There's no difrerence between them but one thing i have seen is all python ML programs requiring multiprocessing not work natively on termux because of error mentioned in this issue, but same programs run in ubuntu installed in termux. Also audacity,libreoffice, works in ubuntu termux but not in termux directly. Also using ffmpeg for 4k processing that requires high ram, termux normally crashes, but at same time if i use the same in ubuntu within termux it works. So it might be that proot providing some extra functionality for multiprocessing.

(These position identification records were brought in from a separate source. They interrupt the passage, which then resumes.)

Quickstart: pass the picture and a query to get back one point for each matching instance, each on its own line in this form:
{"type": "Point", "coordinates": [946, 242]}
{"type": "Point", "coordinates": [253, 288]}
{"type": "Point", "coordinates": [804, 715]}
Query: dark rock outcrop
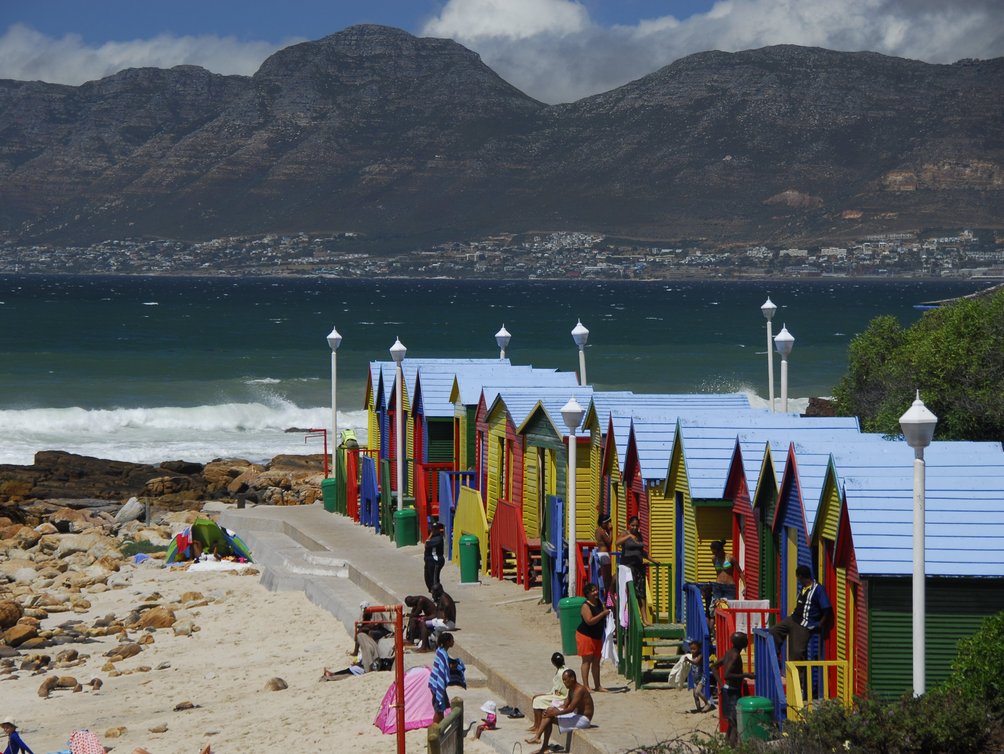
{"type": "Point", "coordinates": [85, 482]}
{"type": "Point", "coordinates": [405, 140]}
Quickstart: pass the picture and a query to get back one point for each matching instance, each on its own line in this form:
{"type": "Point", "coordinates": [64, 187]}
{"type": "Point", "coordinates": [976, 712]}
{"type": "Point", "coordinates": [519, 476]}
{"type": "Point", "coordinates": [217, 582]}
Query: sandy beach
{"type": "Point", "coordinates": [245, 636]}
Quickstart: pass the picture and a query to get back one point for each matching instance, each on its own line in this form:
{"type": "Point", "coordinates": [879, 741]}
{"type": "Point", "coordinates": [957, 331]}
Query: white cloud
{"type": "Point", "coordinates": [508, 19]}
{"type": "Point", "coordinates": [28, 54]}
{"type": "Point", "coordinates": [568, 56]}
{"type": "Point", "coordinates": [554, 51]}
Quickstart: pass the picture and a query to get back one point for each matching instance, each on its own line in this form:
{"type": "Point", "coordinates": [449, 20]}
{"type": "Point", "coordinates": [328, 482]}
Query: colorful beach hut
{"type": "Point", "coordinates": [863, 541]}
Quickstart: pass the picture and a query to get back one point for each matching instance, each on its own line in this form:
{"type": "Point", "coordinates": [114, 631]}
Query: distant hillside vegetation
{"type": "Point", "coordinates": [405, 139]}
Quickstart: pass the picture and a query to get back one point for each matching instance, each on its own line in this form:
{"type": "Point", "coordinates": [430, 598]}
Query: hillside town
{"type": "Point", "coordinates": [965, 254]}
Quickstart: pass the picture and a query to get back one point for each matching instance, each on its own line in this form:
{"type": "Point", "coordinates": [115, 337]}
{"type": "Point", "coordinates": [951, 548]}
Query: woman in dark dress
{"type": "Point", "coordinates": [434, 555]}
{"type": "Point", "coordinates": [633, 555]}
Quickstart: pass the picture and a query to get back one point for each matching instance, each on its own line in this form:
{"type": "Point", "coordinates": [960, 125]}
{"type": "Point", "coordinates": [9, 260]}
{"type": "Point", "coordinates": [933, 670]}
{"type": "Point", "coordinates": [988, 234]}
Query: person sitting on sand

I was using opencv for K means clustering images and it gave above error. But same work in proot ubuntu
@tathastu871 Normal semaphores are supported, that's true. Problem is only with named ones, i.e. using sem_open, sem_unlink etc.
sem_t* sem_open(const char*, int, ...) {
errno = ENOSYS;
return SEM_FAILED;
}
int sem_close(sem_t*) {
errno = ENOSYS;
return -1;
}
int sem_unlink(const char*) {
errno = ENOSYS;
return -1;
}
If doubt whether mirror is legit, see this https://android.googlesource.com/platform/bionic/+/master/libc/bionic/semaphore.cpp#124.
As you can see, sem_open, sem_close, sem_unlink is just a stub returning -1 and errno set to ENOSYS meaning that system call is not supported.
Android kernel may support them though, yet on OS level they are not supported by libc and also can be blocked by SELinux and/or seccomp. To avoid issues, Termux does not provide their support to inform packages during configuring/build time that such functionality is unavailable.
sem.h is being removed from NDK include dir by our script: https://github.com/termux/termux-packages/blob/master/scripts/build/termux_step_setup_toolchain.sh#L198
Proot distribution works differently. First of all, there is used GNU libc which is natively supported by all GNU tools and 99.99% of existing open source software. For second, you can have a /dev/shm as non-root. Named semaphores should work there, unless related system calls are blocked by seccomp.
Dear MR Plyush,
thank you very much for yours professional explanation.
Most helpful comment
@BKubi You can google for
python multiprocessing androidto find some information, and perhaps open an issue against the Python project to support multiprocessing for Android if there isn't one already.The only workaround I know of is to use threading instead of multiprocessing.